The start of the year always marks a turning point in my training. As the bells chime to announce 2019, my mindset becomes narrower, focussing on my aims for the 365 days ahead. Over the winter months, my training is a little monotonous; bigger volume; shorter recovery; more repetition. But as the new year beckons things switch up a gear. I always spend Christmas with my mum (who as you know, is also my coach) which gives us both an opportunity to sit down and work out my plans for the year ahead. What are my goal races for 2019? When do I need to peak? Where will I go for a training camp? What sort of training should we be doing during this period? These are just a few of the questions that we will work through to generate an overview plan for 2019. It’s a plan that’s never set in stone as we can’t account for illness, injury or any other set backs that may occur along the way but we set out exactly what we want to achieve throughout the year.
Admittedly it’s not an ideal situation having my coach in another country as all of my sessions are done ‘solo’ but it has made me much more independent and strong willed. I don’t need someone to hold my hand or to make sure I’m doing all my training – my motivation is internally driven. I want to succeed and more importantly I want to make my family proud.
Being on my own means that I have to make sensible decisions about when to slow down. As an athlete, you always want to push the limits but sometimes this attribute can be an athlete’s downfall. Many will end up injured or fatigued because they don’t know when to stop pushing themselves. I’ve certainly fallen foul of this in previous years but I’m much more in tune with my body now and I also have the added help from my partner, Michael. Michael (Rimmer) is also a professional athlete and he’s been in this sport much longer than me. Having learnt from his own mistakes over the years he helps me avoid making the same ones.
From the outside, it may look like I operate on my own and to an extent that’s true but I have the most amazing people in my corner, supporting me every step of the way. Not only do I have the knowledge of a world-class coach within my mum, I have the help and support of someone who knows me better than even I do. My mum is the brains behind all my training but it’s Michael who is with me on the ground, standing in the freezing cold, timing my sessions on a dark, Saturday morning!
So what does 2019 have in store? Currently, I am out in Doha ahead of the Ooreedo Marathon on Friday. Thankfully I won’t be doing the marathon just yet! They have a 10K race that I enjoy running every year as it’s a nice way to end a three-week spell with my family over Christmas.

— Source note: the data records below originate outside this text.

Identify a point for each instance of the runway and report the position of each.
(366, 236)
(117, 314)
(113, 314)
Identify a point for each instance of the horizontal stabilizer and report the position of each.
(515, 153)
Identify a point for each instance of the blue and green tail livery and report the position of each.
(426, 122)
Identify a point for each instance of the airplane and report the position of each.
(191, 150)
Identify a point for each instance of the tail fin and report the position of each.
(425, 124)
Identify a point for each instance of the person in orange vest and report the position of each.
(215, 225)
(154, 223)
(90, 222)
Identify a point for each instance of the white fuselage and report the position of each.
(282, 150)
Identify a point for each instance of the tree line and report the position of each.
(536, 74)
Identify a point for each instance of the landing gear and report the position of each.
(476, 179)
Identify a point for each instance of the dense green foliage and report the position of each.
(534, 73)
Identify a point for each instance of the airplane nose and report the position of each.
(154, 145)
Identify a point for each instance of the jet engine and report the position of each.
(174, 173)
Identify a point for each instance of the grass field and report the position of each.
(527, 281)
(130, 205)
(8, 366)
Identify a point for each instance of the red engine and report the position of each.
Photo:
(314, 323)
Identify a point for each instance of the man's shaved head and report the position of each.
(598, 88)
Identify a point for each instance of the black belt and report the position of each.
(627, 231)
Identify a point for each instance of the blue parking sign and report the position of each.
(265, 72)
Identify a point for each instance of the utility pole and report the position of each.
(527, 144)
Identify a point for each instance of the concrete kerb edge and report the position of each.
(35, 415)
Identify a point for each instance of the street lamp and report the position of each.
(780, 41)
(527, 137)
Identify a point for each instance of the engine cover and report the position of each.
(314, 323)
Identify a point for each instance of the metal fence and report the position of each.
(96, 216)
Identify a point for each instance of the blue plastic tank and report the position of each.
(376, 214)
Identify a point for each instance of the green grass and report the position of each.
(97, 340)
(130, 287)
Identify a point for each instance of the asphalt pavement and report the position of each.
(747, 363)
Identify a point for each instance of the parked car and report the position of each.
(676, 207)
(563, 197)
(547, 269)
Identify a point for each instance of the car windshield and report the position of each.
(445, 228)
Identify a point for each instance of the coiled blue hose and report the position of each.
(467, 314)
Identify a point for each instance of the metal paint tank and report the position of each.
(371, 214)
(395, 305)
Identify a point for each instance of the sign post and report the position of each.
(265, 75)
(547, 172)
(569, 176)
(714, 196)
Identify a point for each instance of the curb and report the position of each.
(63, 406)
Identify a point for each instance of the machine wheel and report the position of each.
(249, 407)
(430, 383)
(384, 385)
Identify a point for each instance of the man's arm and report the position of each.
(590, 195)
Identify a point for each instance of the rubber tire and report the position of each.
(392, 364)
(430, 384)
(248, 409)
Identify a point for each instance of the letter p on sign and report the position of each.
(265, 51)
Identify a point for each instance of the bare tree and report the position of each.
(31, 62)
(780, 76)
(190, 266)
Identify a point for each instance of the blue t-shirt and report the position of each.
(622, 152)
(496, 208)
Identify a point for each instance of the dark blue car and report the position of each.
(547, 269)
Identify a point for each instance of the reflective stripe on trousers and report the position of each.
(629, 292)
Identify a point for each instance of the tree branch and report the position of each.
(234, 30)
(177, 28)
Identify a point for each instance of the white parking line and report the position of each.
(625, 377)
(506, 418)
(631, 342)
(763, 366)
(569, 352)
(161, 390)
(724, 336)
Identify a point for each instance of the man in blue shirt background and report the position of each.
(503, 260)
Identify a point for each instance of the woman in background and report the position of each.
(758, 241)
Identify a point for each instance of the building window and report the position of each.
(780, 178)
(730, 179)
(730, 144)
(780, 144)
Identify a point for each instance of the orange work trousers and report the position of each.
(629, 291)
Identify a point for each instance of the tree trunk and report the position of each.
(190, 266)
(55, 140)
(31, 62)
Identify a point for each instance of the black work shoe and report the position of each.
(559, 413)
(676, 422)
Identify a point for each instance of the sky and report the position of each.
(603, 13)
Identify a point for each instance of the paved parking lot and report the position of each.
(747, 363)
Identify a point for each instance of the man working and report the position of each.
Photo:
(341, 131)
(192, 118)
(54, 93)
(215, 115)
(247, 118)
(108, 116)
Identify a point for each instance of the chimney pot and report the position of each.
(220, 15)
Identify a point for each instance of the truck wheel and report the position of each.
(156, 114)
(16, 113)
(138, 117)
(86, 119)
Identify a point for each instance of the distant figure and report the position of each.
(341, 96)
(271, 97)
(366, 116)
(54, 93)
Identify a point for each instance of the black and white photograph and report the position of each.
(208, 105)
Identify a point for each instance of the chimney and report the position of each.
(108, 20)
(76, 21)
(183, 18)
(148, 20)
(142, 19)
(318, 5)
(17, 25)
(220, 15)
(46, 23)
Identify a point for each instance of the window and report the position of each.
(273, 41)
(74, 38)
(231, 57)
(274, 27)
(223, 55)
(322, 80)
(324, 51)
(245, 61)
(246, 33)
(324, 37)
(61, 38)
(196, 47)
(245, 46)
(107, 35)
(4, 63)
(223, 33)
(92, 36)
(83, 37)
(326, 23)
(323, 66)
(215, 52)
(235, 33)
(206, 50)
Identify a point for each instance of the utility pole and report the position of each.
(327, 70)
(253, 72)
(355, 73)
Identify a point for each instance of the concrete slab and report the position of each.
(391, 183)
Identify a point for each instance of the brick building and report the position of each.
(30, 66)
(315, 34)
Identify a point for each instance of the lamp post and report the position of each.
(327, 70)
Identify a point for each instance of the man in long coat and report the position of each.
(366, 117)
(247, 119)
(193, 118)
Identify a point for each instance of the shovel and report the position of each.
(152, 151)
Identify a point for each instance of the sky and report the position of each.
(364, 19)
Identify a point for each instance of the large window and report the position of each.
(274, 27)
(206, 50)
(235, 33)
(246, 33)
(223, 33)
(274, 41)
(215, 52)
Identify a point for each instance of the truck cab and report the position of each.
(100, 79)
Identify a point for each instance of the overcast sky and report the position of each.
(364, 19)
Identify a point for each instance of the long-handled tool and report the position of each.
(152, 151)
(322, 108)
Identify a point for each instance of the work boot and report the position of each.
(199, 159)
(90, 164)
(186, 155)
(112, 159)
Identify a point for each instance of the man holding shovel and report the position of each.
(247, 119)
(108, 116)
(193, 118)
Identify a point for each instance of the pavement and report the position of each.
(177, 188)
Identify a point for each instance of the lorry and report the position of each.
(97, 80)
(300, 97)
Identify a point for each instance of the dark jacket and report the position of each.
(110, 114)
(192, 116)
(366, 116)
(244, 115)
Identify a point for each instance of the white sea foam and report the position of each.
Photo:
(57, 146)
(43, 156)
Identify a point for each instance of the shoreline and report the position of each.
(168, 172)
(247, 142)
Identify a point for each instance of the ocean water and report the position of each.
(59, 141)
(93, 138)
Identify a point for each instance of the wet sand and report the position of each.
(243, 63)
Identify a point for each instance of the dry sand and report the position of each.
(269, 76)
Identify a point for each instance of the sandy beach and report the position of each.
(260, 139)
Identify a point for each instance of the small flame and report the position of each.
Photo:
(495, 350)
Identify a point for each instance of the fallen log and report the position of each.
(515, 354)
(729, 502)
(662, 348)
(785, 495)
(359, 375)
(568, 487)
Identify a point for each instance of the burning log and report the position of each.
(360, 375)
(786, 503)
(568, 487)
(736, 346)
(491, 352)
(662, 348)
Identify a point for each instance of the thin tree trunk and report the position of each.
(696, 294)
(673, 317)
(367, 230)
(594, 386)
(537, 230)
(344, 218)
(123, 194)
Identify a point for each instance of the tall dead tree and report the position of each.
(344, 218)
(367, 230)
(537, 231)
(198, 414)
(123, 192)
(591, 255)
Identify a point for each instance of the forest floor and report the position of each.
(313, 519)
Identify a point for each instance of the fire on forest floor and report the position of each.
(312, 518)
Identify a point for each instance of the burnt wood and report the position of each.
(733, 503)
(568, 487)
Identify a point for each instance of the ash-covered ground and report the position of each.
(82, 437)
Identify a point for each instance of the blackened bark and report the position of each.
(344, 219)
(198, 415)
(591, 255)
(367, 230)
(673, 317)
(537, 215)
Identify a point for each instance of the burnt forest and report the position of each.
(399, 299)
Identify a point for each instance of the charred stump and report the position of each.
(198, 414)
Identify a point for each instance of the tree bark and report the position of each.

Training continued to pick up over the last month and I’ve just finished one of my highest ever blocks of mileage. It’s been a gruelling slog and my legs are feeling more tired than ever but hopefully that the work will pay off when it comes to the summer season. However, it does mean that I’m not aiming for fireworks in my first race of the year this week. There won’t be any personal bests to report but I have to stay mentally strong through these hard training periods and accept that it’s part of our long-term vision to make sure I peak at the right time.
2019 is a strange year for athletics as it’s the first time a major championships event will be held in October. This is two months later than usual. The reason for it being so much later is that the World Championships are visiting Doha, Qatar for the first time and because of the extraordinary heat during July and August, the champs were moved back by a few months. This then impacts the rest of the racing season, shifting everything back by around eight weeks and so, we as athletes, need to make sure we are at our peak a full two months later than normal.
Usually I would be enjoying a three week break in October but hopefully that will not be the case this year. All my focus is on competing at the Doha World Championships. Qatar is a country I frequently visit as my mum lives and works here. It’s become a home away from home for me with a host of new family and friends from around the world. The facilities are world class and the new Khalifa Stadium looks more spectacular than any I’ve ever seen. I want to give myself every opportunity to be on fine form come October.
Before that is an opportunity to compete in Scotland once more! Its not often that Scotland hosts international athletics events but in March this year the European Championships head to the Emirates Arena in Glasgow. When I was a kid, I grew up racing in the Kelvin Hall Arena most weekends. As it was the only indoor area we had in Scotland it hosted all of the junior races. I constantly begged my parents to drive me through to Kelvingrove for the weekend to compete. Since it’s closure, I haven’t raced indoors in Scotland so the European Championships would be an amazing experience for me, taking me full circle having competed indoors so frequently as a child.
Knowing that these European championships are in Glasgow has given me extra motivation. It’s fuelled a fire. I’m sure all the other Scottish athletes feel it too. We want to be competing in front of a home crowd.
Scotland has been host to some fantastic sporting events over the years and I have no doubt that Glasgow 2019 will be one to remember. We are a proud sporting nation with such a rich sporting history. I’m doing everything I can to be part of it.